The Wicked Witch
Of The East
You are more than the sum of your grades.
Thursday, October 9, 2014 / 8:28 PM ♥
Whenever the exam season – or the release of grades – rolls around the corner, constant reminders regarding the fatally limiting nature of academic results begin to surface exponentially.
You are more than the sum of your grades.
There are many things in life that are worth more than your test score.
Grades are important – but what matters more is character.
Indeed, as hackneyed as these phrases may sound, they do carry a certain degree of truth. But they ought not become excuses for students to neglect the significance of exams or to invest less effort in their studies.
After this morning's devotion and an insightful conversation with a friend, it occurred to me that perhaps the reason behind the perpetual need to downplay the importance of academic scores in results-oriented, grades-obsessed Singapore is our misplacement of its actual value. Hyper-focused on the slant that "perfect scores" indicate intellectual aptitude, superior capability, and boundless potential, the nature of this system often fails spotlight other innate virtues that are indirectly revealed.
On the surface, grades are merely quasi-accurate quantifiable means to calibrate potential.
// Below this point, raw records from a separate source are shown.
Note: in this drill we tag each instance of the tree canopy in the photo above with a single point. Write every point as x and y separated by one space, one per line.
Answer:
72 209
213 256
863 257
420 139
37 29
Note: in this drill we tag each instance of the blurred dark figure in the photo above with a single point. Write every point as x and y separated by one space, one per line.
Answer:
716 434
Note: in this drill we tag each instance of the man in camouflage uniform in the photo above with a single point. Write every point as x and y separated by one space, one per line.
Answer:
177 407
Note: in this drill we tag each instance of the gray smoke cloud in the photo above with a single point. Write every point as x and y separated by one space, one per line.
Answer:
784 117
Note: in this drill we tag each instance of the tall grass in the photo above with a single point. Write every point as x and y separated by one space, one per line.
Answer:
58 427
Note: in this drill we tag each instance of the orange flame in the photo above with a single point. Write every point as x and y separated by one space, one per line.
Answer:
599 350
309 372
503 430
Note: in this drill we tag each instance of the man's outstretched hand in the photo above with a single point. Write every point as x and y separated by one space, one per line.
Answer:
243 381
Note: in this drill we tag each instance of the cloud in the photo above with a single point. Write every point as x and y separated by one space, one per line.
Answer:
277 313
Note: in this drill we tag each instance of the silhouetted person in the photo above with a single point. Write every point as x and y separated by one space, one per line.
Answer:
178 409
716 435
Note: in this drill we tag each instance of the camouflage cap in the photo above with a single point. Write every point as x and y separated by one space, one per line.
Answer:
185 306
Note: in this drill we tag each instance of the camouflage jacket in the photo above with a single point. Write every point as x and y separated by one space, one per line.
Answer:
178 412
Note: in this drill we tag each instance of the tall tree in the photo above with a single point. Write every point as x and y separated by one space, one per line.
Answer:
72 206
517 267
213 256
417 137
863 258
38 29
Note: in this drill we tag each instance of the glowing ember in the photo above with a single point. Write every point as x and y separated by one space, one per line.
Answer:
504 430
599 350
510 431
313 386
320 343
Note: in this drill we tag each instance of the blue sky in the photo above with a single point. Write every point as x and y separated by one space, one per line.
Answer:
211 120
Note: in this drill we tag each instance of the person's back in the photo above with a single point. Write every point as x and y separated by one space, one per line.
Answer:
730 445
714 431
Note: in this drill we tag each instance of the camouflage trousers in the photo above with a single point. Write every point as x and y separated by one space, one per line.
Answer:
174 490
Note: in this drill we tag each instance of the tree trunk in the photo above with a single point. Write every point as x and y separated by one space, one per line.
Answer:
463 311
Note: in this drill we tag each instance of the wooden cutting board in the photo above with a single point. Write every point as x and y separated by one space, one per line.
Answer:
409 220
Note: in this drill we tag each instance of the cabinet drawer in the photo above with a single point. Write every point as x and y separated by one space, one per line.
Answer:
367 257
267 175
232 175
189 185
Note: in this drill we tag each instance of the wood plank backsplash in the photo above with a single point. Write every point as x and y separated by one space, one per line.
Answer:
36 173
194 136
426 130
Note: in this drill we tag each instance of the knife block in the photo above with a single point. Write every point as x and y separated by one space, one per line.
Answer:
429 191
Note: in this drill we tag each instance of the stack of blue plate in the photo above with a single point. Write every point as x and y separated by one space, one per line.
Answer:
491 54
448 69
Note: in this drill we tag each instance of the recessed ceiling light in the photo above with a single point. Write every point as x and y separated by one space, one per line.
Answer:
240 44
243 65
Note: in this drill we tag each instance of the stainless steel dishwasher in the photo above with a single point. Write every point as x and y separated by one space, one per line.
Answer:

However, the upward chase for perfection by these numerical standards do, in fact, unleash and nurture a wider host of positive attributes as well.
For one, the seeds of Resilience are wordlessly planted in the student who decides to give Fitzgerald yet another shot, despite having multiple commentaries deemed inadequate and hurled back with "lacks analysis", "lots of generalization" and "poor expression" stabbed all over them in red. A student's ability to see the red-inked comments as fuel to the Green Light burning at the end of a successful education will spur them forward; a grade ought to do nothing more than drive you onward to a bright "orgastic future".
Likewise, beyond backbreaking athletics and practice-makes-perfect drills, there is no better way to cultivate iron Discipline than through sitting one's 'never-attaining-more-than-20%-on-a-maths-paper' self down, and confronting the sums that don't add up and the numbers that remain complex. The development of a functioning internal locus of control begins when the coordinates of 'what you detest doing' forms a straight line with 'what you have to do'.
And above all, in the process of pursuing a good grade, the Courage garnered to approach and grapple with the unknown may end up forming the core of a positive attitude that allows for an unassailable start in the real world. After all, great learners are as frightened of new challenges as others. But the tenacity to learn could perhaps be the simple differentiating factor between the student who struggles to overcome their initial lack of understanding of macroeconomic goals, and the student who grows up to contribute to soaring global Unemployment.
It is easy to argue that the qualities of resilience, discipline, courage and more can be attained as effectively through other activities; or even through academics SANS an uncompromising grading curve. But if you can't change it, why not embrace it? What more, the acquisition of these skills and virtues under the pressure of grades – ironically – provides the very tools that propels one to success! Hence, it is probably more productive to perceive test scores as a tangible representations of dynamic goals, or even new levels of potential to unleash. Therein, the pressure from the barometer of academic achievement itself is converted to a source of motivation instead.
Ultimately, grades will always remain as a bunch of numbers (eventually forgotten). The greatest failure, hence, lies not in the rigidity and supposed blindness of this system that demarcates success based on a stipulated numerical boundary. The failure lies within one's inability to see beyond the preoccupation with those pathetic digits that hold no value more than what is self-prescribed.
|
Profile
Welcome to my little space of neurotic ramblings and hilariously futile attempts to cope with my feelings like a mature individual should. You may laugh/empathize (preferably the latter).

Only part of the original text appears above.